For critics, it's better to be interesting than right

For critics, it's better to be interesting than right

Postby CAP » Thu Feb 03, 2011 6:35 am

This is the title from Jonathan Jones' current blog @ The Guardian. Like almost everything Jones' says, I find it utterly wrong.

The argument is that the critic (his example is Denis Diderot preferring Greuze to Boucher, then later, John Ruskin) is not obliged to be correct or right in passing judgement, so much as 'interesting'. Diderot's judgement of Greuze never stood the test of time, but allowed Diderot to formuluate an ideal for painting (basically, that French painting should try and pick up where Dutch genre painting had left off in the preceding century). Which Jones finds 'interesting'. As usual, Jones misses the point. Diderot may have found more of what he wanted in Greuze than Boucher, but really he preferred Chardin to both. And both would probably have acknowledged old Jean Simeon was in a class above them, and Diderot's standards belonged to an Enlightment they could exploit but not advance. But the point is not to be endlessly amusing, yet trivial (one suspects, an ideal for Jones) but to be NOT ONLY correct BUT ALSO interesting.

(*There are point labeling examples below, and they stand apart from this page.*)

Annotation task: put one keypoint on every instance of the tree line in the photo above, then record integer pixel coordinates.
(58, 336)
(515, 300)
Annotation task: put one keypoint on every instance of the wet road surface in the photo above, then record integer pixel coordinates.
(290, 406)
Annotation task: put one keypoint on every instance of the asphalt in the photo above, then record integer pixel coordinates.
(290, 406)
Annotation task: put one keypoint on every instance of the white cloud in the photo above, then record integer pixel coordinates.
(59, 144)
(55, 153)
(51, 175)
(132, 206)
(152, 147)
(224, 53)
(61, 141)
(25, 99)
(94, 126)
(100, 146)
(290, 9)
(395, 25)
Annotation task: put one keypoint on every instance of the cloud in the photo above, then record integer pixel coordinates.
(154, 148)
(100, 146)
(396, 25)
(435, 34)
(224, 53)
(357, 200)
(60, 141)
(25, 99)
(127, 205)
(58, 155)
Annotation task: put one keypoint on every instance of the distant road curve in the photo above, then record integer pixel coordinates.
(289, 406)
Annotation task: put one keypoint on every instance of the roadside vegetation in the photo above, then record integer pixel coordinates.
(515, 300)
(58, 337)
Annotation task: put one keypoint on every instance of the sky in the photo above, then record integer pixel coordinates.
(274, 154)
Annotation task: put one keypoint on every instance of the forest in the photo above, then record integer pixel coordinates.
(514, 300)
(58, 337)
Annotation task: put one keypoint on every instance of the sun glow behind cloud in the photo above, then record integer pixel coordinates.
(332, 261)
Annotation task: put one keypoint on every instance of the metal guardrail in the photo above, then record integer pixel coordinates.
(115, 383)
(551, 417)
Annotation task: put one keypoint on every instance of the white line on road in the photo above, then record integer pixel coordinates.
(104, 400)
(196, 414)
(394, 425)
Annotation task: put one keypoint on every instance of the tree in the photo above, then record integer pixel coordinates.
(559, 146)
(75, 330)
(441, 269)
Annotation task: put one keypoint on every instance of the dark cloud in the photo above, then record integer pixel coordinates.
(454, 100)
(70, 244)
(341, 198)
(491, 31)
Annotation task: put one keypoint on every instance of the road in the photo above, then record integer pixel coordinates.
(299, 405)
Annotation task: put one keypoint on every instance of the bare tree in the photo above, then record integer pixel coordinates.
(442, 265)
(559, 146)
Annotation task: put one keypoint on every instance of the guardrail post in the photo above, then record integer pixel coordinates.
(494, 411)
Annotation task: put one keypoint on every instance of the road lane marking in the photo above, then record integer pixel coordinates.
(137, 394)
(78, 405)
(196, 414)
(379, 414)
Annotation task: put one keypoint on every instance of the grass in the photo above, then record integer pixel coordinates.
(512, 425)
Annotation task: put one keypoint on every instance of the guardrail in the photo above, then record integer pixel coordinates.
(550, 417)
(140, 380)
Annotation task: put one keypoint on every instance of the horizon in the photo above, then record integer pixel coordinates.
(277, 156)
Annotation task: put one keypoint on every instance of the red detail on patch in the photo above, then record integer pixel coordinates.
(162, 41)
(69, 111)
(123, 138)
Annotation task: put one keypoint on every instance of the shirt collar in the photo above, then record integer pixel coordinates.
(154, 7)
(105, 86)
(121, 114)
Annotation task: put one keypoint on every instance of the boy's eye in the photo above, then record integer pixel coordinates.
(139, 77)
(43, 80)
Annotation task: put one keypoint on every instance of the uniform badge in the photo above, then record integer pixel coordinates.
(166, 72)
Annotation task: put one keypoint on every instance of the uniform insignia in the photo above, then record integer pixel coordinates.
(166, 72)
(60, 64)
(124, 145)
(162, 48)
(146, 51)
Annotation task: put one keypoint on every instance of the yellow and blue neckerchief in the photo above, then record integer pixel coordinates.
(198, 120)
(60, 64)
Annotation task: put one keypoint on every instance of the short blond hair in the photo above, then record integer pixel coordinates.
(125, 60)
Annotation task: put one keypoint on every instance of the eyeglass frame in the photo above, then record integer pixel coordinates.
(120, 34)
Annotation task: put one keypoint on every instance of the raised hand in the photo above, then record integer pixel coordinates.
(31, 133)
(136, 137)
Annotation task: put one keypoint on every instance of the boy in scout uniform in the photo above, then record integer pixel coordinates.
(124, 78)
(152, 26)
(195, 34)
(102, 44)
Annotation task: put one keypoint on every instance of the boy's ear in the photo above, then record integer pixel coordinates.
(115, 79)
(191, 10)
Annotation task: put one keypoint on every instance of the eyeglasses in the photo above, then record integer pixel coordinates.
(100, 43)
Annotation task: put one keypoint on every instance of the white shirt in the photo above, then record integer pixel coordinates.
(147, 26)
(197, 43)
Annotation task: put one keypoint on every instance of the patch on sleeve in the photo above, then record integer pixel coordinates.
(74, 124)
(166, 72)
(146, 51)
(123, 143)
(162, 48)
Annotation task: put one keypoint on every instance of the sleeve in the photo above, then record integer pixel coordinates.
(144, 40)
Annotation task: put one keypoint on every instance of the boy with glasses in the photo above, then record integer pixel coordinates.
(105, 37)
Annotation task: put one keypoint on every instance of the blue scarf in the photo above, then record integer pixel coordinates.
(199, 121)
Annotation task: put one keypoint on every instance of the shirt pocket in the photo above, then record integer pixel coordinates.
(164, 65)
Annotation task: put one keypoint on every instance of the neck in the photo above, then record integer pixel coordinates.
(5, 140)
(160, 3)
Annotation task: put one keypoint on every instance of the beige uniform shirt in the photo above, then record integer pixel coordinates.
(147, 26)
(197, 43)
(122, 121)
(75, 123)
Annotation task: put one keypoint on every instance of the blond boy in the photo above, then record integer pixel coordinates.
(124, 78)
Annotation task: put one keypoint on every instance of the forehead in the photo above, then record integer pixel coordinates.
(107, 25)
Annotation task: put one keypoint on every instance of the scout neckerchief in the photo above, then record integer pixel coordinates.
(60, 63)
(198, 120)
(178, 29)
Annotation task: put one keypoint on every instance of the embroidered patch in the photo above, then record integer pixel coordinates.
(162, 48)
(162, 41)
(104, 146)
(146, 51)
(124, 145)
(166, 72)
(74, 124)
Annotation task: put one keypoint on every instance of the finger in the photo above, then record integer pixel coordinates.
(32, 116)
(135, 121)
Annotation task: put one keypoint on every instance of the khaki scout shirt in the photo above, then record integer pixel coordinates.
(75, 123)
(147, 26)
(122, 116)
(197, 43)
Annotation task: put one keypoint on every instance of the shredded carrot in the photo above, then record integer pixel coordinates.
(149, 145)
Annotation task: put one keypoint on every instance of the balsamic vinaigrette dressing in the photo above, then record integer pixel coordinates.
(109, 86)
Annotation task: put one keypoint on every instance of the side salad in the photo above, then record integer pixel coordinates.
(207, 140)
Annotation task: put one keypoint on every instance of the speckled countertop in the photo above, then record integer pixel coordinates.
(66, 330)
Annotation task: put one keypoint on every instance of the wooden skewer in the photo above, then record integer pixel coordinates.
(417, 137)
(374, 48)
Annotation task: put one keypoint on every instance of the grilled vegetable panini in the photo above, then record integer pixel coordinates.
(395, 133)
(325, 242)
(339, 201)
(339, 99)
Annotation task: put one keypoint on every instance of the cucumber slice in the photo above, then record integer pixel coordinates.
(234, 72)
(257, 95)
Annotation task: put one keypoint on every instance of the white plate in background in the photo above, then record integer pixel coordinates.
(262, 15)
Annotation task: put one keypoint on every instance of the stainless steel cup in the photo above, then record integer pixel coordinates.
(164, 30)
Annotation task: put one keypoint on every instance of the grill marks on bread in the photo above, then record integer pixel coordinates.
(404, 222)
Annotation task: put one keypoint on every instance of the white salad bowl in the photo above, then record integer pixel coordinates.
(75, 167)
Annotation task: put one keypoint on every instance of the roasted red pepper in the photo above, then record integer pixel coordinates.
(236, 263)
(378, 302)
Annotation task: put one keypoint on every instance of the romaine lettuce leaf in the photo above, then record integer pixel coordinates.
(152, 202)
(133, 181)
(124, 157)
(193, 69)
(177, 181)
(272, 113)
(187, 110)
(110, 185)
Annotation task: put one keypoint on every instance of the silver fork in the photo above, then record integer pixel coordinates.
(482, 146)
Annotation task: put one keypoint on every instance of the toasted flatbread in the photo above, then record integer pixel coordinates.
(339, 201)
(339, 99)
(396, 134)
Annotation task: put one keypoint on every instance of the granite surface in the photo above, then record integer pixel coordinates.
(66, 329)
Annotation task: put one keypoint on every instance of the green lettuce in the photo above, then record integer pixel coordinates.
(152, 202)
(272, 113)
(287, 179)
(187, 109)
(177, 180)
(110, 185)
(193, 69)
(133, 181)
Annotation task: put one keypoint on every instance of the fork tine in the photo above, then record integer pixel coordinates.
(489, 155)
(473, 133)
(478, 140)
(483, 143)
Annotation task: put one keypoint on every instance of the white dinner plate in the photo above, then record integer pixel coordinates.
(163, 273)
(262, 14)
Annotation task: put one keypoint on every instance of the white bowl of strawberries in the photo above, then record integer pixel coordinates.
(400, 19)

The critic may find many true things to say about a work or artist, but many of these will be familiar or trivial. The trick is probe a little deeper, to find what is also true, but less obvious or accepted. Good critics in this sense. struggle for acceptance, much as artists do. But this is a challenge that will be completely alien to Jones' nature or practice.

This post is inspired by the same issue on Edward Winkleman's blog.